Os valores do fundo poderiam ser aproveitados, segundo Moreira, para fomento à inovação tecnológica, em particular em pequenas e médias empresas e para a infraestrutura de laboratórios que devem ser recuperados e atualizados, o que pode ajudar em questões de saúde e em outras nas quais o país sofre de dependência tecnológica.
O baixo investimento em ciência nos últimos governos pode ser visto na prática nos problemas do país com os testes para o novo coronavírus.
"O fato da ciência ter sido 'desfinanciada' nos últimos anos fez com que muitos laboratórios tivessem dificuldade. No momento, ter que importar insumos, com o mundo inteiro tentando enfrentar a pandemia, fica mais difícil, com preços mais caros", diz o presidente da SBPC.
Moreira afirma que o país precisa aproveitar o momento, que trouxe a percepção que a ciência é importante para a sobrevivência literal das pessoas, os motores da economia.
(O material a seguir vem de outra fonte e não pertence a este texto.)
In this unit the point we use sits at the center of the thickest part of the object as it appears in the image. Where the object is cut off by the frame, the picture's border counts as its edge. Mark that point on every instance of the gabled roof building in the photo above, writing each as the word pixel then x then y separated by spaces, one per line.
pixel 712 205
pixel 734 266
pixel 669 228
Acrescenta ademais que o recurso integral do FNDCT não é importante só para o combate contra a Covid-19 neste momento, mas também para o processo posterior à pandemia.
"Parar de investir em ciência foi a maior burrice que o país fez", afirma Nader.
O MCTIC (Ministério da Ciência e Tecnologia) afirma que já em fevereiro começou a se mobilizar, escutar pesquisadores e instituir ações prioritárias quanto a Covid-19 –uma delas, a liberação dos R$ 100 milhões do FNDCT.
O MCTIC colocou em ação contratações diretas de grupos de pesquisa na área de sequenciamento do vírus, disse Marcelo Morales, secretário de políticas para formação e ações estratégicas do MCTIC, em webnar sobre financiamento de pesquisa produzido pelo Instituto Serrapilheira (primeira instituição privada de fomento à ciência do país).
O secretário também afirmou que o MCTIC investiu em produção de insumos para fabricação de testes diagnósticos, área que ainda enfrenta profundos problemas de escassez no Brasil.
Também foram destinados recursos para produção de vacinas em São Paulo e Minas Gerais e para pesquisa de drogas.
Além disso, houve investimento do setor privado para pesquisas, como é o caso do Serrapilheira e do Idor (Instituto D'Or de Pesquisa e Ensino).
No caso do Serrapilheira, o instituto, durante a pandemia, mudou a sua abordagem de fomento à pesquisa.
"A ciência que vai ser feita agora para resolver a crise, na urgência, não é uma ciência de grandes descobertas, é aplicar o que já se sabe fazer" disse Hugo Aguilaniu, diretor presidente da instituição.